Is there life after death?

This page last updated August 10th, 2020
Young girl on swing

Would you like to live on after death? Most of us would, if we thought it was going to be good. But, realistically, have we any hope?

Some people just believe in life after death because they hope it is true. Others have some sort of experience that gives them faith.

But other want to see evidence that convinces them.

On this page I examine spiritual experiences of various kinds that might show there is life after death. Memories of past lives. Near death experiences where people get a glimpse or foretaste of heaven. Encounters with God or with Jesus.

See what you think.

Who wants to live forever?

There are many reasons why people hope for life after death. Life may have been so good that they hate the thought that it will all come to an end. Many long to see loved ones again, or to see the face of God.

For some, like black slaves on American plantations, the next life offered hope that was denied them in this one.

Those who have suffered injustice may be comforted to think their oppressors will face God’s justice in the next world.

People around the world ….

Most cultures and religions have some sort of belief in an afterlife, that this life isn’t all there is.

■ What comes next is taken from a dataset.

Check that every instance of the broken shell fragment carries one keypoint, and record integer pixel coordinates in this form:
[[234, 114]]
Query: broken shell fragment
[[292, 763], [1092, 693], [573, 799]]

The ancient Egyptians had a complex set of beliefs about the afterlife which changed over time. Entering the afterlife could require working for the gods. A light, sin-free heart. Being able to recite certain spells and passwords. Or funerary arrangements that might include food, jewellery and mummification. Being the king certainly helped!

Ancient European societies, such as Greek, Roman and Norse, had a pantheon of gods. There were various destinations for the departed depending on how they had lived.

Eastern religions (Hinduism, Buddhism, Jainism) generally aim to help believers to be reincarnated into a new life on earth on a higher plane. If they had good karma – having lived a life with kindness, compassion and wisdom, and avoiding harmful actions – their next life would be better. This cycle of death and rebirth continues until the soul is able to achieve nirvana – being freed from craving and/or being united with the supreme being.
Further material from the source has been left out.